Yes, a communist state is by definition a totalitarian state, because the communist state literally controls everything. The communist state tells a person where to live, what to eat, what to do for a living, what the living is, and when the person dies. With total control over the state, the obvious conclusion is that a communist state is a totalitarian state.
Communism is, theoretically, a government of the people, and a "stateless" or classless society. That would mean there is no "one" in total control politically, and from an economic perspective, that wealth is shared. The people make those decisions. A totalitarian state or monarchy, means there is a controlling head, and that people don't get to be involved in decision-making or choosing how wealth is distributed.
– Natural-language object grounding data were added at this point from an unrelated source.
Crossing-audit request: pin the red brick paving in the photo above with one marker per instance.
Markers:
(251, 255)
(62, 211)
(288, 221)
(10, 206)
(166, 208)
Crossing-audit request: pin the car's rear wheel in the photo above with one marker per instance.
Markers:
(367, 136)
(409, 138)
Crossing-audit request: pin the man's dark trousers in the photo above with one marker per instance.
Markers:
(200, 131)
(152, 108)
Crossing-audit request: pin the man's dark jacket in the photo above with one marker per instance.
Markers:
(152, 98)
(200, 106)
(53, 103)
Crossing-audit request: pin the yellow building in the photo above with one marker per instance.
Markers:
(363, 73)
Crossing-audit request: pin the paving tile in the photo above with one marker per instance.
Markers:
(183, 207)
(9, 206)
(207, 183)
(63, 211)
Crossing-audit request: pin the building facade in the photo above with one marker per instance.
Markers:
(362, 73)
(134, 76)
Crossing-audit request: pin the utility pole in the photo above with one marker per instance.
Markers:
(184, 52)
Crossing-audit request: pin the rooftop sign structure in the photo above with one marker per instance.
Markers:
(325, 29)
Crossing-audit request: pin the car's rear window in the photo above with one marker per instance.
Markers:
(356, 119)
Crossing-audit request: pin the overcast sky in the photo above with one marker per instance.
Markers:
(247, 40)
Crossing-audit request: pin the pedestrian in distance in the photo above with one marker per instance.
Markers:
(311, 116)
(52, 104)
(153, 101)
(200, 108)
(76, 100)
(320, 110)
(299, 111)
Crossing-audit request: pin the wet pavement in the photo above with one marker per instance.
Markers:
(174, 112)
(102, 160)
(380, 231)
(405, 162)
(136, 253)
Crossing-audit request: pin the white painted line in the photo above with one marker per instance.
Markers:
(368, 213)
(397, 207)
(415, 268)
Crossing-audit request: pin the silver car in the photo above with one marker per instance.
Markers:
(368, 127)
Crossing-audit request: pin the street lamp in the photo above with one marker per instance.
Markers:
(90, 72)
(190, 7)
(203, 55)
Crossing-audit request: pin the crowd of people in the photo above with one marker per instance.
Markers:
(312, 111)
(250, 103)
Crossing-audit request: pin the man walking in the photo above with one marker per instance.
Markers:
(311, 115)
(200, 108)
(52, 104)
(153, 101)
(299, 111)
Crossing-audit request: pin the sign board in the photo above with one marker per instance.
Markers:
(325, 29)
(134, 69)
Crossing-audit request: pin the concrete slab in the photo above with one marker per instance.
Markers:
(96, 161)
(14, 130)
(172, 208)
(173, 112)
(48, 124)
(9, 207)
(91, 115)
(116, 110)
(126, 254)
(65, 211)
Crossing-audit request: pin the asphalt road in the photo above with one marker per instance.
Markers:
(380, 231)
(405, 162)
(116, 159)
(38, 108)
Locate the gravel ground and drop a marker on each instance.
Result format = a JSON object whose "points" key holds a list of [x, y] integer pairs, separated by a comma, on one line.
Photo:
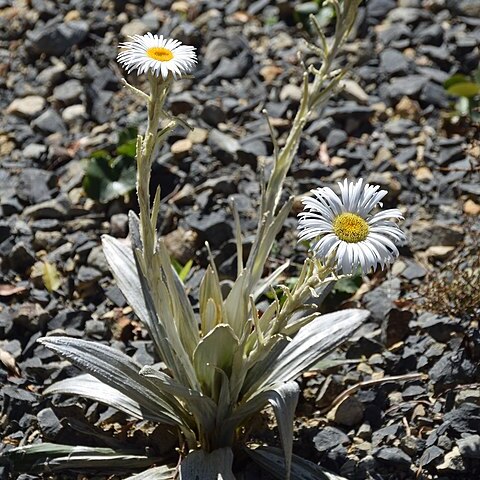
{"points": [[404, 401]]}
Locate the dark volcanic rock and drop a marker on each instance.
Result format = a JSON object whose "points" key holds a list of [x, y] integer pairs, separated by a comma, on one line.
{"points": [[394, 457], [329, 438], [57, 38], [212, 226]]}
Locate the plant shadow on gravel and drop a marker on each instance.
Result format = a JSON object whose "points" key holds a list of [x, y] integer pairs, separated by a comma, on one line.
{"points": [[453, 288]]}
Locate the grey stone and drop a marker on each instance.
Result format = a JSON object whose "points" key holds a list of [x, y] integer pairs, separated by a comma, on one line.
{"points": [[213, 113], [96, 258], [68, 92], [380, 8], [394, 457], [212, 226], [21, 257], [432, 455], [27, 107], [432, 35], [34, 151], [35, 185], [49, 424], [49, 122], [52, 75], [392, 62], [329, 438], [349, 412], [426, 234], [336, 138], [469, 446], [57, 38], [119, 225], [74, 113], [409, 86], [87, 276], [223, 146], [58, 207], [452, 462]]}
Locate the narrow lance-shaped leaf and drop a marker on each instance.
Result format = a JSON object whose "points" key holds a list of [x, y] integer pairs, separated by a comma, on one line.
{"points": [[216, 465], [215, 350], [89, 387], [133, 285], [157, 473], [273, 461], [203, 408], [50, 457], [310, 344], [284, 400], [182, 309], [118, 371]]}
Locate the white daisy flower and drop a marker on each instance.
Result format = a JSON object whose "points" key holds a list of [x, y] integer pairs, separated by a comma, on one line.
{"points": [[157, 54], [345, 228]]}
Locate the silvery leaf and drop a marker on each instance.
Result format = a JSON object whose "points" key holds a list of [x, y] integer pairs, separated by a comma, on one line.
{"points": [[50, 457], [264, 283], [117, 370], [89, 387], [203, 407], [272, 460], [155, 473], [216, 465], [310, 344], [284, 401], [133, 285], [215, 351]]}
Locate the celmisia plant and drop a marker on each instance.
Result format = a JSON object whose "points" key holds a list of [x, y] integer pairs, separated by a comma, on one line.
{"points": [[227, 362]]}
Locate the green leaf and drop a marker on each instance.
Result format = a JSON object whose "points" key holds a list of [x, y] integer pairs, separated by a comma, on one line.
{"points": [[476, 75], [215, 350], [462, 106], [464, 89], [51, 278], [348, 284], [128, 134], [183, 273], [129, 149], [106, 179]]}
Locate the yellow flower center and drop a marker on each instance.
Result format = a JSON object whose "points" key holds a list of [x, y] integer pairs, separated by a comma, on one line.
{"points": [[160, 54], [350, 227]]}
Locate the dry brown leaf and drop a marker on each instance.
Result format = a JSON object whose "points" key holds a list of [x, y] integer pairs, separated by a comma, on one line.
{"points": [[7, 290], [7, 359]]}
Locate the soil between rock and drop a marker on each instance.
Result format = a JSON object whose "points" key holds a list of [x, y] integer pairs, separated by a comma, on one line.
{"points": [[62, 97]]}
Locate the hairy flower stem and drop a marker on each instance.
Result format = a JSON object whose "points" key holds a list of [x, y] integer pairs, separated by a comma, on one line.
{"points": [[147, 148]]}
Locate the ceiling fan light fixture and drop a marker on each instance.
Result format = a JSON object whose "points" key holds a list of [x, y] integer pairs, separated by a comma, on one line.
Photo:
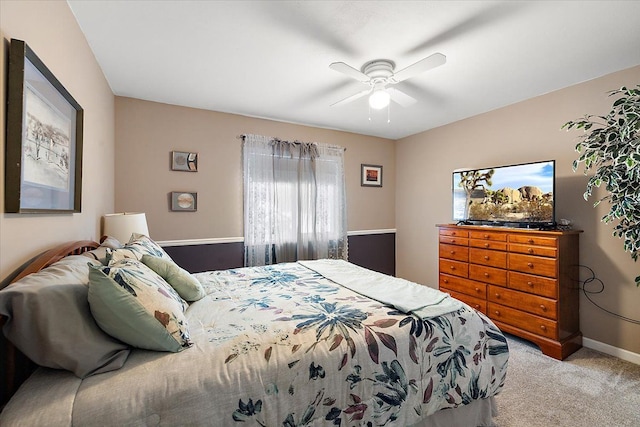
{"points": [[379, 99]]}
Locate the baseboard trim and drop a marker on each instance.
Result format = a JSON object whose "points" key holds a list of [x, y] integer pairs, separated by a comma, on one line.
{"points": [[215, 240], [620, 353]]}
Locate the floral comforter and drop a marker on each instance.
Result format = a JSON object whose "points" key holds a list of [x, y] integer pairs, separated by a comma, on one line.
{"points": [[297, 349], [284, 346]]}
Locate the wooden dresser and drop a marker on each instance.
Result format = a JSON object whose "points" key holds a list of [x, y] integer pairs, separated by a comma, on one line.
{"points": [[525, 280]]}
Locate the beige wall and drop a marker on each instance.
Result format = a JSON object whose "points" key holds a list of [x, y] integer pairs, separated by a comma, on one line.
{"points": [[50, 29], [147, 132], [527, 131]]}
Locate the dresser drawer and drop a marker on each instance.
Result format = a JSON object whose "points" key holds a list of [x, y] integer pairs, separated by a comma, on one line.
{"points": [[459, 253], [462, 285], [452, 240], [538, 285], [533, 264], [534, 304], [533, 240], [487, 257], [488, 244], [476, 303], [533, 250], [451, 232], [488, 235], [457, 268], [526, 321], [485, 274]]}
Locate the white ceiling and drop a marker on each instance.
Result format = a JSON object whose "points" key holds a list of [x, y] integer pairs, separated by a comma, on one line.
{"points": [[271, 59]]}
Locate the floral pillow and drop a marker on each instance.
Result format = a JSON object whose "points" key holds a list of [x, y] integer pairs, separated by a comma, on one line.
{"points": [[132, 303], [138, 245]]}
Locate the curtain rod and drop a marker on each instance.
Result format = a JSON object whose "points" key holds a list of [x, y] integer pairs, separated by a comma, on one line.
{"points": [[241, 137]]}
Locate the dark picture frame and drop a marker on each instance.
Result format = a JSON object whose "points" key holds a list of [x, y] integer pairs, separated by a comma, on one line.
{"points": [[371, 175], [184, 201], [43, 164], [184, 161]]}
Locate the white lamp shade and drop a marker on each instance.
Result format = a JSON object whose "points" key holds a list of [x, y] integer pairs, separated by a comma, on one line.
{"points": [[122, 225], [379, 99]]}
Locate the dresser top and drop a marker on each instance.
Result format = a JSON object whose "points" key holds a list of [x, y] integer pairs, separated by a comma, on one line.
{"points": [[509, 229]]}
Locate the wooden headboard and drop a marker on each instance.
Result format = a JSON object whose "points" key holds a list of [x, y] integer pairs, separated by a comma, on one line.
{"points": [[15, 367]]}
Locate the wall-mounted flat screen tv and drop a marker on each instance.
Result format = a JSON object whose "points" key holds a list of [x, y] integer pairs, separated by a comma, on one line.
{"points": [[521, 195]]}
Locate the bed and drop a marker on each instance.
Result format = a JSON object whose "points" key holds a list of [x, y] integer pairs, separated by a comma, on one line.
{"points": [[278, 345]]}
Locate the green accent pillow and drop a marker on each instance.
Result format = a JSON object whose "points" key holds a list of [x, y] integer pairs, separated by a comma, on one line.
{"points": [[180, 279], [130, 302], [138, 245]]}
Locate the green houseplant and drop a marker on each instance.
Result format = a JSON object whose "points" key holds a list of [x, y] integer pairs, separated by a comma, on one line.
{"points": [[611, 147]]}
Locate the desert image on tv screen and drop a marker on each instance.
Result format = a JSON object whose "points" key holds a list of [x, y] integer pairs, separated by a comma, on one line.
{"points": [[518, 194]]}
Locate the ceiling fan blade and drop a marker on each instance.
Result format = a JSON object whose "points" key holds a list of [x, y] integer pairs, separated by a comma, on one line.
{"points": [[352, 97], [343, 68], [421, 66], [400, 97]]}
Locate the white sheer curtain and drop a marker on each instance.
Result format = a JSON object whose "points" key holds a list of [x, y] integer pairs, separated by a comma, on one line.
{"points": [[294, 201]]}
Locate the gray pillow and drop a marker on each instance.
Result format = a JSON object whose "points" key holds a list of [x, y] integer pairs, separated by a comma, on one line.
{"points": [[49, 320], [187, 286]]}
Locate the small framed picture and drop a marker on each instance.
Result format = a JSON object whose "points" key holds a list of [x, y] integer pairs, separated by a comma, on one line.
{"points": [[184, 161], [184, 201], [371, 176]]}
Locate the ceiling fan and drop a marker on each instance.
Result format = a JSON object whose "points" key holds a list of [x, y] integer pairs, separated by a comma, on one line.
{"points": [[379, 74]]}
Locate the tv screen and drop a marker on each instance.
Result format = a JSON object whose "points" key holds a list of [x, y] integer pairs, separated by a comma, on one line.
{"points": [[515, 195]]}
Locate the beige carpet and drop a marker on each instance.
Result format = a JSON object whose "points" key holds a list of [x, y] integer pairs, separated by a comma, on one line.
{"points": [[589, 389]]}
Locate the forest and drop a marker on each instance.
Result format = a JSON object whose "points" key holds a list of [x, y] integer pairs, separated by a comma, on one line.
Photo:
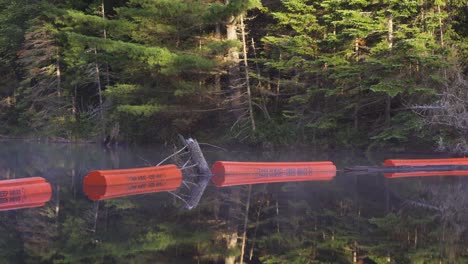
{"points": [[359, 73], [340, 220]]}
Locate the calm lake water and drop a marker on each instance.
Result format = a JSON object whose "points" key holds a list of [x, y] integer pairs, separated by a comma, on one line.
{"points": [[339, 219]]}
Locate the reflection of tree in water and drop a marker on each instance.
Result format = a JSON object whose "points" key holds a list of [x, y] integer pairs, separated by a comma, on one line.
{"points": [[38, 231], [449, 204]]}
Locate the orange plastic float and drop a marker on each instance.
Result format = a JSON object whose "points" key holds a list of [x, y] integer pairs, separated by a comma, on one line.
{"points": [[228, 173], [107, 184], [24, 193]]}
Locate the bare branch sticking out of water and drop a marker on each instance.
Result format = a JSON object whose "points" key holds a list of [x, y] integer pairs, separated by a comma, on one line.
{"points": [[174, 154]]}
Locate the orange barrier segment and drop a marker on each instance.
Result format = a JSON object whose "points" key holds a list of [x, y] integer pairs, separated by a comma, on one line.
{"points": [[227, 173], [103, 192], [132, 176], [24, 193], [425, 162], [425, 173]]}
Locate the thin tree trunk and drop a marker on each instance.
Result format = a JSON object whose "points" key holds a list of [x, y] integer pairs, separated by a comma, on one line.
{"points": [[246, 71], [99, 87], [104, 34], [57, 204], [246, 221], [59, 75], [440, 26], [262, 94], [390, 32]]}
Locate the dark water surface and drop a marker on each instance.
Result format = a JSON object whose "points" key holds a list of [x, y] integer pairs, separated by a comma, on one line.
{"points": [[370, 216]]}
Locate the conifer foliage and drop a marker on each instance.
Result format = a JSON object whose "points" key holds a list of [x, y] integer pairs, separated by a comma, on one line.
{"points": [[335, 72]]}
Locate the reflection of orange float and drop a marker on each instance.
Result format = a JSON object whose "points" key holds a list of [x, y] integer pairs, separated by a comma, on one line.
{"points": [[107, 184], [425, 173], [227, 173], [426, 163], [24, 193]]}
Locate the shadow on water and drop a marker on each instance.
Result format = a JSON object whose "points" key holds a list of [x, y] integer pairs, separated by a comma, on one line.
{"points": [[341, 218]]}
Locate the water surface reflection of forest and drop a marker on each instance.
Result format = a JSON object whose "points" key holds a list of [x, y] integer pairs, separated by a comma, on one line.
{"points": [[404, 220]]}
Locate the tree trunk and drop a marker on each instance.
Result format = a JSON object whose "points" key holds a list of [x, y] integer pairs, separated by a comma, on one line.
{"points": [[440, 26], [246, 71], [246, 221], [233, 68], [59, 75]]}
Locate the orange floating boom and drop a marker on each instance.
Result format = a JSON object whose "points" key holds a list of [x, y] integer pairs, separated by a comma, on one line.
{"points": [[227, 173], [107, 184], [24, 193], [102, 192], [132, 176]]}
Communism as a doctrine is supposed to be egalitarian by its very nature. But as with any form of government it soon begins to change to suit the tastes of those who come into power. In truth we have not seen any large examples of communism being tried and carried out for a long period of time.
In a Communist State everything is controlled by the government but the people's opinion is what fuels changes and their opinion matters, everything is for the people's good (ideally). In a totalitarian state everything is controlled by the government and the people's opinion has no influence what so ever, nothing is done in their best interest. There are many other differences between the two, just remember that countries rarely stay within the strict definitions of governments, they usually take a little from a variety of ideals.
Communism is a political concept, not a political one. In history, all of the states which adopted communism turned out to follow the totalitarian example of Stalin. Today, however, the People's Republic of China is still controlled by the Communist Party of China. Life in China is similar to other industrialized countries.